Dr. Christophe Morisset is a staff researcher at the Instituto de Astronomía of the Universidad Nacional Autónoma de México (IA-UNAM) in Ensenada, Baja California, and a professor in the postgraduate programme in Astrophysics at UNAM.
Dr. Morisset obtained his PhD in 1996 at the Paris-Meudon observatory (France), with a thesis supervised by Prof. Daniel Pequignot on characterizing the nebular emission of nova ejecta. He later completed postdoctoral stays in Marseille and Sao Paulo (Brazil) until 2003, when he joined the IA-UNAM staff in Mexico City as an associate researcher. In 2018 he moved to the IA-UNAM headquarters in Ensenada, Baja California.
His line of research is mainly linked to the development of theoretical models of ionized nebulae for the analysis of their emission and the determination of their characteristics. To achieve these studies, he has developed original methods. In particular, he has developed the pyNeb and pyCloudy libraries; the former is a set of tools to calculate atomic line emission for abundance calculations and is widely used in the field, the latter is an interface to the Cloudy photoionization code (Ferland et al. 2017) that allows the generation of 3D models or large model samples. Recently, Dr. Morisset has used this latter library for the development of the Mexican Million Models dataBase (3MdB, Morisset et al. 2014), where more than 2 million photoionization and shock models have been registered and are publicly and easily accessible for many theoretical studies. Dr. Morisset collaborates with several research groups, both in the study of individual objects such as Planetary Nebulae or star-forming regions, and in the study of large samples of such objects for statistical analysis. He is part of the team studying nearby galaxies with the CALIFA survey (Sánchez et al., Morisset 2016) or the survey SIGNALS (Rousseau-Nepton et al., 2018).
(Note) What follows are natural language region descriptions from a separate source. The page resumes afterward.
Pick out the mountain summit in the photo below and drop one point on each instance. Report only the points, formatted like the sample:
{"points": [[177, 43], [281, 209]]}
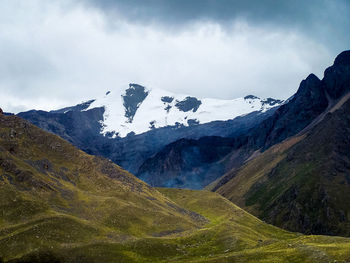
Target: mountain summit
{"points": [[138, 109]]}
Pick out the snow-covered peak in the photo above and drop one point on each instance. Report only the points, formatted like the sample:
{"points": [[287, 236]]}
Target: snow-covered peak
{"points": [[139, 109]]}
During his visit to the IAC, Dr. Morisset will collaborate with Dr. Jorge García-Rojas and other researchers on different aspects related to the determination of chemical abundances in ionized nebulae, focusing on the optimisation and validation of machine learning methods related to different aspects of the processing of theoretical and observational data on these objects. He will also hold a workshop for IAC researchers on the use of machine learning tools in the field of ionized nebulae.